A NOI L'AUSTERITY, A LORO IL MALLOPPO: CON L'EURO LA GERMANIA CI HA FREGATO 2 MILA MILIARDI DI EURO

Francesco De Dominicis per "Libero"

Il conto, un po' brutale, fa impressione e sfiora i 2mila miliardi di euro. Stiamo parlando dell'avanzo della bilancia commerciale tedesca, calcolato nel periodo che va dal 1999 al 2012: in 14 anni di euro la Germania ha portato a casa - è il caso di dirlo - un bottino incredibile.

La differenza tra le esportazioni e le importazioni - indicatore che fino all'arrivo della moneta unica era in profondo rosso dalle parti di Berlino - ha assicurato all'economia tedesca un avanzo pari a 1.873,3 miliardi di euro. Cifra che già alla fine di questo mese, se il ritmo degli ultimi anni dovesse restare più o meno invariato, potrebbe arrivare a superare la vetta dei 2mila miliardi di euro. Esattamente quanto vale il buco nei conti pubblici italiani.
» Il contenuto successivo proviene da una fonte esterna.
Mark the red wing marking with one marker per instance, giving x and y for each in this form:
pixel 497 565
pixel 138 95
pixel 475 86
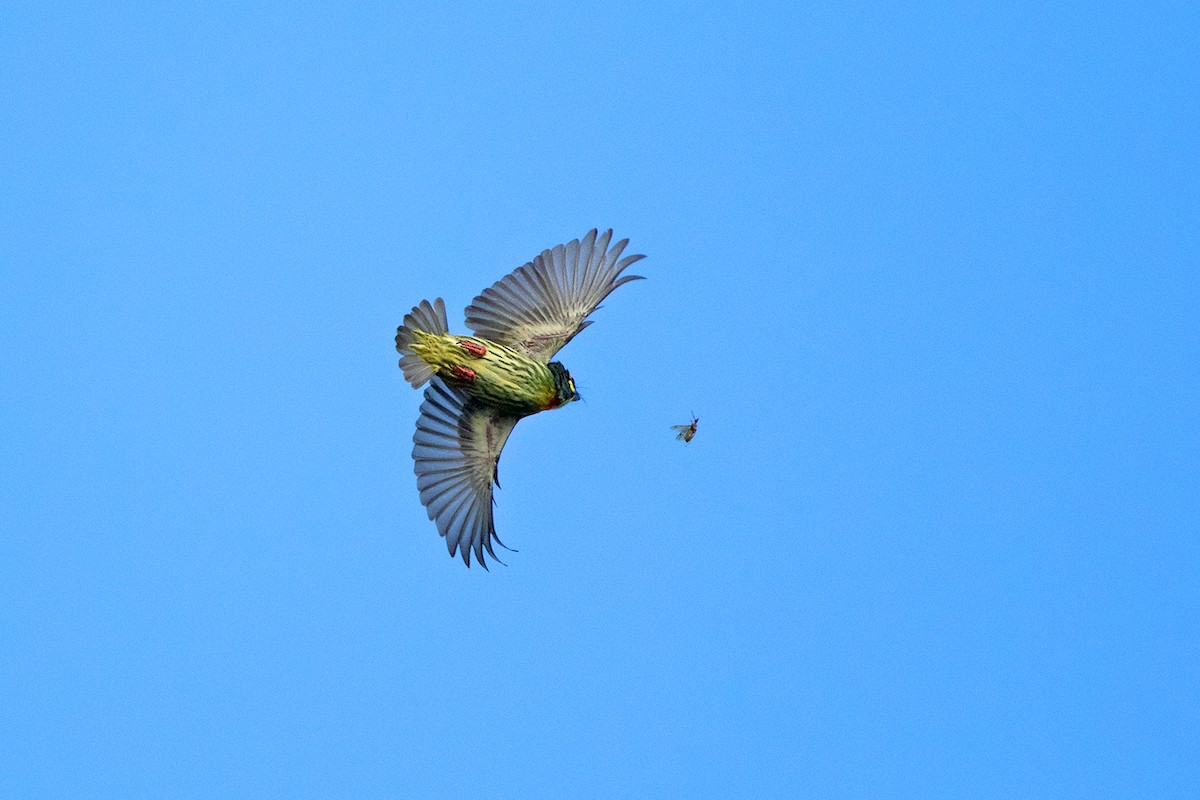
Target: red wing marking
pixel 473 348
Ma le finanze statali, stavolta, c'entrano poco nella sfida tra Italia e Germania. Match sempre appassionante quando si gioca su un campo di calcio, ma ormai a senso unico quando il duello avviene sul terreno della crescita economica, del pil, dei consumi oppure dell'occupazione.

E in effetti, facendo un raffronto tra la bilancia commerciale tedesca e quella italiana, salta fuori la «sconfitta» secca per il nostro Paese. Che con l'euro, nonostante l'export abbia tenuto botta (pure sotto i colpi della profonda recessione), ha invertito la rotta positiva assicurata dalla lira e ora segna un deficit. Ora l'Italia deve fare i conti con un disavanzo, calcolato nel periodo 1999-2012, di 351,5 miliardi di euro.

Non scopriamo oggi, del resto, che l'euro è stato un affare per la Germania, mentre si è rivelato una «fregatura» clamorosa per l'Italia. I dati sono lampanti, anche quelli diversi rispetto alla bilancia commerciale. In effetti, basta guardare anche altri indicatori, come il pil procapite che nel 2012 è arrivato a quota 39mila euro in Germania contro i 30mila dell'Italia; oppure l'andamento della disoccupazione: la Germania ha chiuso lo scorso anno al 5,4%, mentre dentro i nostri confini la quota di senza lavoro era al 10,6%.

L'errore è all'origine. È il 1998. Si deve decidere il tasso di cambio delle valute europee: Berlino impone il valore del marco a tutto il Vecchio continente e - proprio grazie al cambio favorevole, insieme coi restrittivi parametri di Maastricht sui conti pubblici tarati su misura per la Germania - riesce in pochissimo tempo a rovesciare il tavolo dell'import-export.

Prima della moneta unica la musica era stata assai diversa: negli ultimi anni di lira, infatti, l'Italia aveva la bilancia commerciale sempre in attivo. Ciò anche grazie alle svalutazioni monetarie. L'avanzo era stato complessivamente di 110 miliardi di euro tra il 1992 e il 1998. Periodo nel quale l'economia tedesca non navigava a gonfie vele e, anzi, faceva i conti con un disavanzo della bilancia commerciale di 142,2 miliardi di euro.

Certo adesso anche la Germania corre il rischio di cominciare a soffrire. Gli effetti dell'austerity imposta dalla cancelliera Angela Merkel ora tornano indietro come boomerang pericolosissimi. Non a caso, lunedì il Fondo monetario internazionale ha messo in guardia Berlino, facendo piombare sul tavolo una previsione di «crescita debole» per il 2013, con significativi rischi sulle prospettive. Di qui la richiesta di evitare un «risanamento eccessivo». Basta col rigore, dice l'Fmi.

Appello, quello dell'organismo con sede a Washington, al quale Berlino non ha ancora formalmente replicato. D'altra parte, non c'è da aspettarsi alcuna mossa a sorpresa: la Merkel non ha mai guardato con favore l'ipotesi di allentare la morsa sulla disciplina di bilancio.

Tuttavia Berlino non può nemmeno tirare troppo la corda: Italia, Spagna e pure Francia stanno annaspando e senza i principali partner dell'euro per la Germania sarebbe una débâcle. I veti della Merkel scricchiolano da un po' e la stessa cancelliera ha aperto a un maggiore coordinamento su fisco, lavoro e pensioni. Ma è davvero presto per ipotizzare l'avvio di un ampio percorso volto a riformare l'assetto istituzionale dell'Unione europea e della stessa Banca centrale europea.